Ich bin beruhigt und erinnere mich voller Liebe an Jonathan Meese und seine Pimmel- und Hakenkreuzkritzeleien. Alleine für sein: „Wir dürfen doch die Hakenkreuze nicht den Nazis überlassen“ gönne ich ihm Ruhm, Reichtum und viel Ehre.

 

 

Ein schöner Tag

Liebes Tagebuch,

heute war ein schöner Tag. Das Wetter war nicht zu kalt aber auch noch nicht zu warm. Mrs. Columbo und ich haben draußen gefrühstückt und sind dann in die Kölner Innenstadt auf eine Demonstration gegen eine rechte Veranstaltung gegangen. Ich gehe nicht gerne auf Demonstrationen. Dieses Rumstehen finde ich anstrengend, das Rumgeschreie beängstigend und ich fürchte, dass gegen Rechte zu demonstrieren auch nicht so sehr gegen Rechte hilft. Mrs Columbo findet jedoch, dass gegen Rechte demonstrieren ein unverzichtbares Element im Kampf gegen die Rechte ist und sie geht deshalb oft auf Demos. Manchmal komme ich mit.

So auch heute und es war sehr schön. Das lag an der Location. Sowohl die rechte Kundgebung als auch die linke Gegendemonstration waren auf dem Alter Markt, einem der meist frequentiertesten Orte der Kölner Innenstadt, angesetzt. So mischten sich in die durch Eisengitter voneinander getrennten Veranstaltungen, Cafébesucherinnen, Touristen, Rikschas, Hochzeitsgesellschaften (der Alter Markt liegt hinter dem Rathaus), Junggesellenabschiede und anderes Flaniervolk, was ein fröhliches Durcheinander ergab.

Der guten Stimmung war auch zuträglich, dass an der rechten Veranstaltung nur ungefähr hundert Leute teilnahmen, während die Linken ungefähr das Vierfache aufbieten konnten. Ich schlenderte vergnügt auf dem Alter Markt hin und her. Mrs. Columbo betätigte sich derweil politisch. Eine von ihren Superkräften besteht darin, sich in einer an durchgeknallten Vögeln sowieso nie armen linken Politveranstaltung den allerverücktesten auszusuchen und mit ihm in eine Diskussion zu geraten. Heute traf sie auf einen Holocaustleugner, der wohl sogar den Leuten von der rechten Veranstaltung zu krass und deswegen auf der linken Demo gelandet war.
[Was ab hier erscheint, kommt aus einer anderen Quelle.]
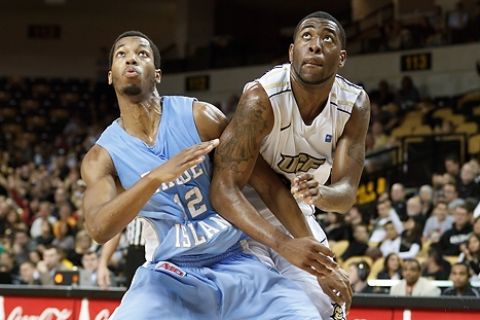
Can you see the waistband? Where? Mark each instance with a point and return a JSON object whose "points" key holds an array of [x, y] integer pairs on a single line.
{"points": [[201, 260]]}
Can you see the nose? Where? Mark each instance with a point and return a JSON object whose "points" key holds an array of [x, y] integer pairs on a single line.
{"points": [[131, 59], [314, 45]]}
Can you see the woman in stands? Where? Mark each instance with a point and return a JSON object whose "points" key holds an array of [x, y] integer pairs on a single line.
{"points": [[471, 254], [392, 268]]}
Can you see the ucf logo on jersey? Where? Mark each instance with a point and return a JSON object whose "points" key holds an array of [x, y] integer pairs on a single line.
{"points": [[302, 162]]}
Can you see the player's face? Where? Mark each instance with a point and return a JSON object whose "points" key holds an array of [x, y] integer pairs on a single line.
{"points": [[133, 70], [411, 272], [316, 53], [459, 276]]}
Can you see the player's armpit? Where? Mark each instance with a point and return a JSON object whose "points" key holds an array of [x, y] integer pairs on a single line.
{"points": [[348, 161], [97, 172], [240, 142]]}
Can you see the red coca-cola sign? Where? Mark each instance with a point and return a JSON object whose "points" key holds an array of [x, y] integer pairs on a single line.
{"points": [[32, 308], [38, 308]]}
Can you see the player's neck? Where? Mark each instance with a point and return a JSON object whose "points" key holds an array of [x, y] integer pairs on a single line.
{"points": [[311, 99], [141, 119]]}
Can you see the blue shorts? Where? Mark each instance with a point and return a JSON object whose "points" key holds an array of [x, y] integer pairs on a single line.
{"points": [[237, 287]]}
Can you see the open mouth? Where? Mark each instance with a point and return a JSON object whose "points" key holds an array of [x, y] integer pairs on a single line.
{"points": [[131, 73]]}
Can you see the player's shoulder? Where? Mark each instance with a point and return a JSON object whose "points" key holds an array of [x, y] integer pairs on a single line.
{"points": [[96, 164], [209, 120]]}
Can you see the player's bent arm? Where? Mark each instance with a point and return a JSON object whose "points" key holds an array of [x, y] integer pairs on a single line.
{"points": [[278, 199], [235, 160], [108, 249], [107, 213], [348, 161]]}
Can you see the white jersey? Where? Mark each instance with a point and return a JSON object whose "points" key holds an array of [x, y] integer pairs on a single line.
{"points": [[292, 146]]}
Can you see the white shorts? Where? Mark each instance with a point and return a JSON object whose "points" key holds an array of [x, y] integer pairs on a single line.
{"points": [[328, 309]]}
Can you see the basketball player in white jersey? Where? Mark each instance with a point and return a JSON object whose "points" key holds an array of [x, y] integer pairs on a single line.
{"points": [[309, 124]]}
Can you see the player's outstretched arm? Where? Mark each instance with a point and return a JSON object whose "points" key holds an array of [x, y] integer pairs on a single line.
{"points": [[235, 159], [347, 166], [106, 211]]}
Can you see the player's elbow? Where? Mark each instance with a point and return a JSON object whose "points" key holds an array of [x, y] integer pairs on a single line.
{"points": [[348, 203], [217, 196], [96, 231], [220, 190]]}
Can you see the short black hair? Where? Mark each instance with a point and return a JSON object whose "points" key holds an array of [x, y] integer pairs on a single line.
{"points": [[415, 261], [156, 52], [326, 16]]}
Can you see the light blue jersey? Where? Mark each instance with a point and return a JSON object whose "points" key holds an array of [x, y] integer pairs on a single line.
{"points": [[196, 269], [179, 212]]}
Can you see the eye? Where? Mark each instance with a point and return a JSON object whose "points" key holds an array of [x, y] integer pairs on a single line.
{"points": [[328, 38], [143, 53], [306, 36]]}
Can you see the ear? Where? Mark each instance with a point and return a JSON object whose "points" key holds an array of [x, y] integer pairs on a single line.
{"points": [[343, 58], [158, 75], [290, 53]]}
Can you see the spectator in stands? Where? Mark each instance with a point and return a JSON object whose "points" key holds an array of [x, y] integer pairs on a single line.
{"points": [[352, 218], [426, 198], [437, 24], [476, 225], [475, 22], [385, 214], [467, 186], [358, 274], [46, 236], [393, 35], [452, 166], [21, 246], [471, 253], [461, 284], [383, 95], [405, 245], [452, 239], [44, 213], [438, 223], [407, 96], [392, 268], [29, 274], [457, 22], [83, 244], [412, 284], [88, 272], [381, 140], [359, 244], [436, 267], [397, 196], [335, 228], [50, 264], [62, 236], [7, 271], [451, 196], [414, 210]]}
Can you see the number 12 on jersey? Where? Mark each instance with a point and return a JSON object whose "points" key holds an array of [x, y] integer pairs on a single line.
{"points": [[194, 202]]}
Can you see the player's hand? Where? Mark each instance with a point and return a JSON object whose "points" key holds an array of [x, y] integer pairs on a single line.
{"points": [[337, 287], [183, 160], [103, 276], [306, 188], [309, 255]]}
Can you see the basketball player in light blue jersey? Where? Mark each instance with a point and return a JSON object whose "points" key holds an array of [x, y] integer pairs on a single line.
{"points": [[152, 163]]}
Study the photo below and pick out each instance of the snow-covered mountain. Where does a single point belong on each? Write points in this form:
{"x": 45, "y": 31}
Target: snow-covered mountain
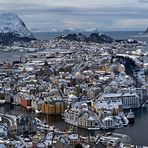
{"x": 12, "y": 28}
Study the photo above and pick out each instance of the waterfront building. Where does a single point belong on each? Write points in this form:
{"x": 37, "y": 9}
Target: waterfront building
{"x": 113, "y": 140}
{"x": 129, "y": 100}
{"x": 25, "y": 100}
{"x": 54, "y": 107}
{"x": 81, "y": 115}
{"x": 110, "y": 113}
{"x": 26, "y": 125}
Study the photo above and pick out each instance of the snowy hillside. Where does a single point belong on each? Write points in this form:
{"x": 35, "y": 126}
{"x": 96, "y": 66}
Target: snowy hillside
{"x": 12, "y": 27}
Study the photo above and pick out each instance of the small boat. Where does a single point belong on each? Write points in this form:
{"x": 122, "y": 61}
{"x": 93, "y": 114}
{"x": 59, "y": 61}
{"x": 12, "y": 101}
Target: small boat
{"x": 131, "y": 117}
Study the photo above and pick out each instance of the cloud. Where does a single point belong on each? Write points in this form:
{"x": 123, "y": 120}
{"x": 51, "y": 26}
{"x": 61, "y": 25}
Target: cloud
{"x": 105, "y": 15}
{"x": 131, "y": 23}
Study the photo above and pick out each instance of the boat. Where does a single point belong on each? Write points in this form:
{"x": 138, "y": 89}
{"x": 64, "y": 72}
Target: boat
{"x": 131, "y": 117}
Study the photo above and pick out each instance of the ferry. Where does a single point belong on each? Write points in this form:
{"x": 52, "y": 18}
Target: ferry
{"x": 131, "y": 117}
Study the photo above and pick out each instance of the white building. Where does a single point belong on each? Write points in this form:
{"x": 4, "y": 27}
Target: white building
{"x": 129, "y": 100}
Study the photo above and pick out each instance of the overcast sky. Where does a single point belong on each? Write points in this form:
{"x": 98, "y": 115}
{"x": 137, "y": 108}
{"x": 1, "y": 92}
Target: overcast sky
{"x": 44, "y": 15}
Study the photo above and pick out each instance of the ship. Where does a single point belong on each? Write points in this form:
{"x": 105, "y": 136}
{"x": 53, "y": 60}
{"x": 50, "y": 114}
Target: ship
{"x": 131, "y": 117}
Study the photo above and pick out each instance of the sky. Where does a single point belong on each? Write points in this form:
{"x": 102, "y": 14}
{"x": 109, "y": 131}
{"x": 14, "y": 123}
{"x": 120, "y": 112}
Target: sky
{"x": 105, "y": 15}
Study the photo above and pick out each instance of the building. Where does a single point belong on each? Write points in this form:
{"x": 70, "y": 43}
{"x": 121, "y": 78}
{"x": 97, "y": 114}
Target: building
{"x": 53, "y": 107}
{"x": 82, "y": 116}
{"x": 129, "y": 99}
{"x": 26, "y": 125}
{"x": 25, "y": 100}
{"x": 113, "y": 140}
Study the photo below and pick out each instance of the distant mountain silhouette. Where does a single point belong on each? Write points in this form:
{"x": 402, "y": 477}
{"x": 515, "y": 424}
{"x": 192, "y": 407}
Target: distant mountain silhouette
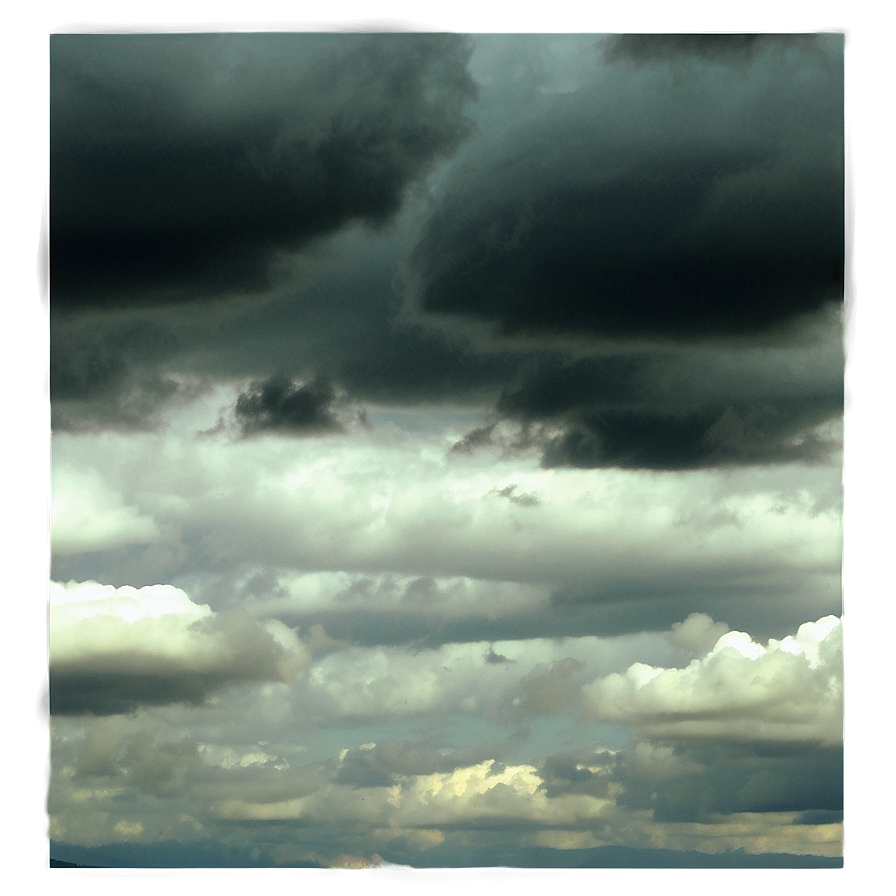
{"x": 58, "y": 863}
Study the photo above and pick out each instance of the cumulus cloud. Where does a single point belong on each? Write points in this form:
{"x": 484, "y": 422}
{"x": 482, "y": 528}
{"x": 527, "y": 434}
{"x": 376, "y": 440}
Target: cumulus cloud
{"x": 89, "y": 514}
{"x": 178, "y": 173}
{"x": 697, "y": 635}
{"x": 741, "y": 690}
{"x": 113, "y": 650}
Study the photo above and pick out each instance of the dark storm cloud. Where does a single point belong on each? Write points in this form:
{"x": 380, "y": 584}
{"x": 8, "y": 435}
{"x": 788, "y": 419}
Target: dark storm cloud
{"x": 279, "y": 404}
{"x": 702, "y": 208}
{"x": 111, "y": 373}
{"x": 667, "y": 412}
{"x": 647, "y": 47}
{"x": 715, "y": 436}
{"x": 696, "y": 781}
{"x": 177, "y": 173}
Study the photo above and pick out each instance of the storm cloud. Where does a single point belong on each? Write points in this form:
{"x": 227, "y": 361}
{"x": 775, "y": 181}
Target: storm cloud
{"x": 627, "y": 212}
{"x": 179, "y": 173}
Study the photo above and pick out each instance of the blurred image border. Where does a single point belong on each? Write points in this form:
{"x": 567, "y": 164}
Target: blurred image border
{"x": 869, "y": 431}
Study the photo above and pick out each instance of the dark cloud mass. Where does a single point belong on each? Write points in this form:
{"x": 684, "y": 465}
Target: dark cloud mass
{"x": 649, "y": 209}
{"x": 643, "y": 47}
{"x": 173, "y": 180}
{"x": 278, "y": 404}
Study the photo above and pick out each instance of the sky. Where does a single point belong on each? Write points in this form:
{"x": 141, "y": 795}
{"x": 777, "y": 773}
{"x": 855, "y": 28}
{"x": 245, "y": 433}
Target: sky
{"x": 446, "y": 449}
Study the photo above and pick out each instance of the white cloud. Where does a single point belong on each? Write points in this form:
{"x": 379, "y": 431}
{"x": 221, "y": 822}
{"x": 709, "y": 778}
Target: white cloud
{"x": 787, "y": 690}
{"x": 87, "y": 513}
{"x": 112, "y": 649}
{"x": 374, "y": 503}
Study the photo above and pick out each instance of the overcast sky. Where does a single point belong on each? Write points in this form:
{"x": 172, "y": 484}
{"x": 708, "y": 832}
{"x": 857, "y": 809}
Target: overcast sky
{"x": 447, "y": 448}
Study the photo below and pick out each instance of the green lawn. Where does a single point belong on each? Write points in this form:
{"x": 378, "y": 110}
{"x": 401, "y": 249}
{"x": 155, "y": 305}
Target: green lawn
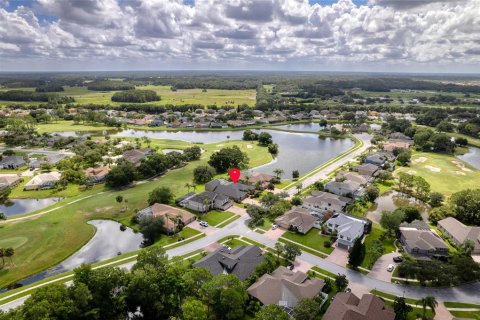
{"x": 313, "y": 239}
{"x": 216, "y": 217}
{"x": 375, "y": 234}
{"x": 445, "y": 173}
{"x": 53, "y": 237}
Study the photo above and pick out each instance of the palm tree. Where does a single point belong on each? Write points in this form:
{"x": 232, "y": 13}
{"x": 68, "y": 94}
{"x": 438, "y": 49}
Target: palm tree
{"x": 278, "y": 172}
{"x": 428, "y": 301}
{"x": 9, "y": 252}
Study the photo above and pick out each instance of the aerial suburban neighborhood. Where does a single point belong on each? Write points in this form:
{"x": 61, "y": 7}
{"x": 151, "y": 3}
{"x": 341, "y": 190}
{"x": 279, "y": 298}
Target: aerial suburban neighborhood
{"x": 239, "y": 160}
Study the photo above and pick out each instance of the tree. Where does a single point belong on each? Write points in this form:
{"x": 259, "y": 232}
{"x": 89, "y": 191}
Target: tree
{"x": 278, "y": 173}
{"x": 372, "y": 192}
{"x": 151, "y": 228}
{"x": 401, "y": 308}
{"x": 357, "y": 253}
{"x": 391, "y": 221}
{"x": 264, "y": 139}
{"x": 193, "y": 309}
{"x": 341, "y": 282}
{"x": 306, "y": 309}
{"x": 291, "y": 251}
{"x": 203, "y": 174}
{"x": 436, "y": 199}
{"x": 427, "y": 302}
{"x": 271, "y": 312}
{"x": 160, "y": 195}
{"x": 227, "y": 158}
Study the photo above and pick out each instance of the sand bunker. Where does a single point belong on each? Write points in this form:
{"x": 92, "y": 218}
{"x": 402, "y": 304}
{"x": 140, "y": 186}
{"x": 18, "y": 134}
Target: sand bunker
{"x": 433, "y": 169}
{"x": 420, "y": 160}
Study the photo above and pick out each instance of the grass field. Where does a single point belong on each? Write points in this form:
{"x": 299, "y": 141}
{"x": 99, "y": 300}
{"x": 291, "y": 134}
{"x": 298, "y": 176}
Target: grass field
{"x": 445, "y": 173}
{"x": 45, "y": 241}
{"x": 188, "y": 96}
{"x": 313, "y": 239}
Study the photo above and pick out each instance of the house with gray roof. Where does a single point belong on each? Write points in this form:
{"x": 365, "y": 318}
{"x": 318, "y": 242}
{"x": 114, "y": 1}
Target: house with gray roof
{"x": 420, "y": 242}
{"x": 12, "y": 162}
{"x": 297, "y": 219}
{"x": 235, "y": 191}
{"x": 285, "y": 288}
{"x": 240, "y": 261}
{"x": 348, "y": 229}
{"x": 345, "y": 188}
{"x": 205, "y": 201}
{"x": 320, "y": 201}
{"x": 459, "y": 233}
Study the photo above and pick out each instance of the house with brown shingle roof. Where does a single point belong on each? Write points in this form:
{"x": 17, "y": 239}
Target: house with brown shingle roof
{"x": 298, "y": 219}
{"x": 285, "y": 288}
{"x": 459, "y": 233}
{"x": 171, "y": 216}
{"x": 347, "y": 306}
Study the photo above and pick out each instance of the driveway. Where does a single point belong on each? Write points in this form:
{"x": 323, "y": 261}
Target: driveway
{"x": 196, "y": 225}
{"x": 379, "y": 270}
{"x": 275, "y": 234}
{"x": 338, "y": 256}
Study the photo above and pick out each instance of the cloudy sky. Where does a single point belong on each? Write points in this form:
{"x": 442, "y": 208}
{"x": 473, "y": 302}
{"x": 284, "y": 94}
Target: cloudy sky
{"x": 343, "y": 35}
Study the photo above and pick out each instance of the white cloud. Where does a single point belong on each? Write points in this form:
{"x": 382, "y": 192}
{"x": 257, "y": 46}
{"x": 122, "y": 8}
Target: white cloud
{"x": 216, "y": 32}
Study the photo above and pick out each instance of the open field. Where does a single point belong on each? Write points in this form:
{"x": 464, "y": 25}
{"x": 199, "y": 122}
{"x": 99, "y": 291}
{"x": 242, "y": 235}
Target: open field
{"x": 445, "y": 173}
{"x": 46, "y": 240}
{"x": 182, "y": 96}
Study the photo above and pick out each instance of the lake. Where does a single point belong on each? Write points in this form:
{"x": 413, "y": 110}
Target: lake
{"x": 472, "y": 157}
{"x": 20, "y": 206}
{"x": 107, "y": 242}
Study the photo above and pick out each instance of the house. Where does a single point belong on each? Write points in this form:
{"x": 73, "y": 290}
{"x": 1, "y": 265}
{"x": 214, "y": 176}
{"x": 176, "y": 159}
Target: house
{"x": 9, "y": 180}
{"x": 171, "y": 216}
{"x": 235, "y": 191}
{"x": 43, "y": 181}
{"x": 285, "y": 288}
{"x": 459, "y": 233}
{"x": 348, "y": 229}
{"x": 347, "y": 306}
{"x": 134, "y": 156}
{"x": 325, "y": 201}
{"x": 204, "y": 201}
{"x": 418, "y": 239}
{"x": 261, "y": 179}
{"x": 297, "y": 219}
{"x": 97, "y": 175}
{"x": 368, "y": 170}
{"x": 345, "y": 188}
{"x": 12, "y": 162}
{"x": 240, "y": 261}
{"x": 352, "y": 176}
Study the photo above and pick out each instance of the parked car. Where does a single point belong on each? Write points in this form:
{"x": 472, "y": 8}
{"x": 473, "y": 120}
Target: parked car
{"x": 398, "y": 259}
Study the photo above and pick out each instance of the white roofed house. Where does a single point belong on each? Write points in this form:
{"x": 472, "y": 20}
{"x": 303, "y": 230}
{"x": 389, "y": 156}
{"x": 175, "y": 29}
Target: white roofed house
{"x": 43, "y": 181}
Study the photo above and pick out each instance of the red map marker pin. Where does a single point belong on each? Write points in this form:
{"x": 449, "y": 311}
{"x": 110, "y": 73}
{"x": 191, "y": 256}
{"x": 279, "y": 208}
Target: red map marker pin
{"x": 234, "y": 174}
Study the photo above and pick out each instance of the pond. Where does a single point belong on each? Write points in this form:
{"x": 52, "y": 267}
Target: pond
{"x": 107, "y": 243}
{"x": 392, "y": 200}
{"x": 472, "y": 157}
{"x": 310, "y": 127}
{"x": 312, "y": 150}
{"x": 19, "y": 206}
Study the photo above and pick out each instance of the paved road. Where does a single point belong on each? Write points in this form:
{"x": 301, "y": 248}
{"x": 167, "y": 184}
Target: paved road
{"x": 323, "y": 174}
{"x": 469, "y": 293}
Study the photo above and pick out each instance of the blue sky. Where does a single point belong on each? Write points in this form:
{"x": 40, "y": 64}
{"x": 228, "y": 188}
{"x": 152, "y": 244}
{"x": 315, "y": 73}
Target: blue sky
{"x": 385, "y": 35}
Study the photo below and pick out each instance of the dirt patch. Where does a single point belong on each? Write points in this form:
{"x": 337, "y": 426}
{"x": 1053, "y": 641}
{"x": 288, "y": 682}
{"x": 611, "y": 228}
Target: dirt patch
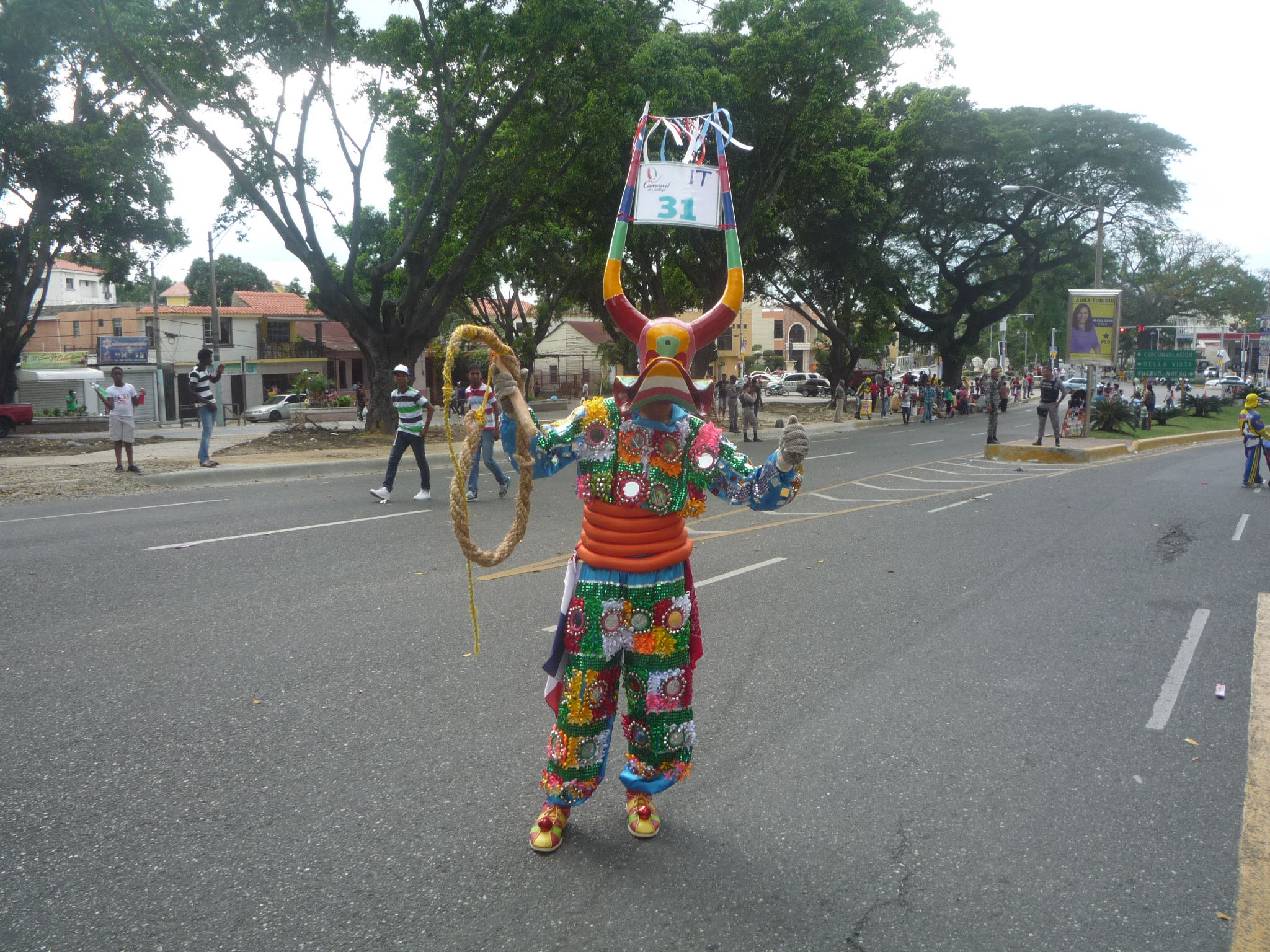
{"x": 46, "y": 485}
{"x": 314, "y": 439}
{"x": 55, "y": 446}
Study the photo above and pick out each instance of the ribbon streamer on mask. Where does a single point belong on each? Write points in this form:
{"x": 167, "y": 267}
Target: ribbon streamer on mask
{"x": 693, "y": 130}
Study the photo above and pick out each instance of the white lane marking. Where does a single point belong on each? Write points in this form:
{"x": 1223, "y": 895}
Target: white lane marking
{"x": 953, "y": 506}
{"x": 126, "y": 509}
{"x": 1178, "y": 673}
{"x": 713, "y": 579}
{"x": 920, "y": 479}
{"x": 294, "y": 528}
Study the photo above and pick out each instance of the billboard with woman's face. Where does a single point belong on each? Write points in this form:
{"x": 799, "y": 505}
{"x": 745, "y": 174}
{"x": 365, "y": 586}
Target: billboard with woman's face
{"x": 1093, "y": 327}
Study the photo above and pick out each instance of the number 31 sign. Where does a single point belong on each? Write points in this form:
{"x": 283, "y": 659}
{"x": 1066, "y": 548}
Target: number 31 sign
{"x": 675, "y": 193}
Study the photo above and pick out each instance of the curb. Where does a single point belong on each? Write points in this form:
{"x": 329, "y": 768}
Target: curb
{"x": 1141, "y": 446}
{"x": 1013, "y": 452}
In die Versammlungen hineingemischt standen viele kleine Grüppchen von Polizist*innen in Schutzmontur. Ein Passant blieb stehen und sprach ein Lob aus: „Sie tun hier wirklich einen anstrengenden Job für die Gesellschaft.“, biederte er sich an. Die Polizisten bedankten sich. Bei so viel konstruktiver Verständigung zwischen Volk und Schutzmacht wollte ich nicht zurückstehen und fragte den Beamten neben mir, ob er gerne eine Handgranate hätte: „Hä, wieso?“, antwortete der Mann irritiert. „Naja, die Polizei in Bayern bekommt doch jetzt Handgranaten, vielleicht würde das Ihren Arbeitsalltag auch erleichtern?“, erklärte ich. „Nee, brauche ich nicht.“, sagte der Polizist indigniert. „Sehr gut.“, sagte Mrs. Columbo.

Danach wanderten wir zusammen mit einem von Mrs. Columbos alten Genossen, den wir auf der Demo getroffen hatten, zur gut besuchten Geburtstagsfeier des Autonomen Zentrums. Neben schönen anderen Aktivitätsangeboten, wie zum Beispiel einem „Hola Hoop-Space“, gab es auch die Möglichkeit, sich mit einer selbstgebastelten Schablone im Siebdruckverfahren ein eigenes T-Shirt zu gestalten. „Ich bin immer froh, wenn es auf so Veranstaltungen ein Bastelangebot für Maike gibt.“, sagte Mrs. Columbo zu ihrem Genossen. Ich lasse das mal so stehen und verkünde stolz, dass es jetzt erste Onkel Maike Merch gibt: Ich habe zwei tolle Euli T-Shirts hergestellt.